Let’s think about the repercussions of the example above. Sure—Jeremy hit his number, but there’s now a misrepresentation in the system of the total number of warranties sold. Research has shown that increased warranty usage has a direct tie to customer loyalty, so that means that any piece of forecasting is now inaccurate. And, of course, now there’s an inflated percentage of warranties sold on that date last year, so when next year came around, and we weren’t able to beat last year’s number, it actually makes us look worse.

This is something that Mike Gosling from Cubic mentioned in this week’s excellent episode of the podcast (rate, comment, and subscribe). In it, he talks about setting up systems because, politically, they’re favorable for your company. While that can often be a good consideration, especially when developing SLAs, he warned privately around setting up data collection systems that were engineered in a way to produce a politically-favorable result. In the example above, the employee figured out how to rig the system. In many cases, the bug is actually a feature of the software.

Here’s a simple example of how this could happen in practice even without a Jeremy: Imagine you have two facilities that you manage, one that requires 50 repairs a year, and one that requires 10. The larger facility has an 80% SLA compliance rate. The smaller one has a 50% rate. Organizationally, you’re shooting for 75%. How will you calculate the performance of these two locations?

If you take the numbers in aggregate (45 of 60 jobs met SLA requirements), then horray, you’ve hit your quota. Enjoy your bonus. Measuring that specific way, though favorable, ignores the fact that there may be serious regional, logistical, or workforce challenges that you’re ignoring at one specific jobsite. You’re not getting an accurate picture of your business, and you’re doing your business and your customer a disservice.

This oversight is easy to see with less than a hundred jobs and only two job sites, but for an actual business, who then has to layer in additional layers of complexity, and hundreds, if not thousands of jobs a year, it’s easy to see how biased thinking and aligning numbers to meet your narrative can be so easy.

So what do you do? Here are a few things that we’ve seen businesses find success with.

From many data sources, build one source of truth. I rarely stop talking about the importance of having a single source of truth for your business that runs through service, sales, operations, and so on. That truth, though, is only as powerful as the data powering it. Garbage-in-garbage-out is even an oversimplification in this case. The data needs to come from good sources, yes, but it needs to come from diverse sources, and, importantly, if some of your customers aren’t as sophisticated as others, perhaps your business has a blind spot.

Audit your processes on a rolling basis. Take any one technician, account, site, or day, and see how it anecdotally matches up to your numbers. Is it way off? Are technicians logging their appointments properly? I spoke to a guy not too long ago who discovered that an entire branch was logging appointments at the end of the day, rather than starting and ending them in real-time.
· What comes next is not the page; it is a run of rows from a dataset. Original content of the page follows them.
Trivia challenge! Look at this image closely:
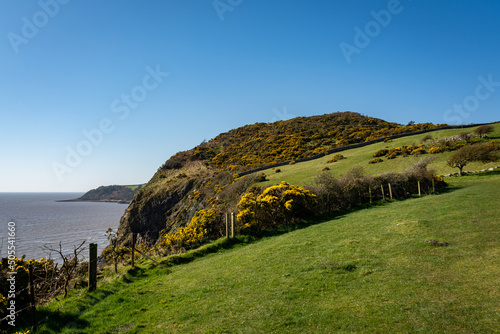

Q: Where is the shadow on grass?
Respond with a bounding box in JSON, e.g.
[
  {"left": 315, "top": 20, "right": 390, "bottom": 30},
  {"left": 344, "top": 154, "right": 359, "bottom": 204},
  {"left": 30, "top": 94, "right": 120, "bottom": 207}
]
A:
[{"left": 36, "top": 310, "right": 90, "bottom": 333}]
Any time you turn over a rock it’s incredible to see what sort of worms wriggle out.

Rethink your workflow. Sometimes it’s hard to see that we’re doing things simply because that’s the way that we’ve always done them. Oftentimes, it takes a head-cracker to come in and shake things up. Don’t be afraid to look outside your division—or your business—for the talent to think about the data you’re collecting in new and different ways.

Even if you do all of this, there’s still going to be the potential of drift, and there may always be a Jeremy skulking about to step on the scales. Because of them, improvement is never done. The company eventually patched out his exploit, but it took nearly a year for them to address it. We are all tasked with making our businesses a little better today than it was yesterday, and that’ll never change, but it’s a lot easier to do if you start out on the right foot.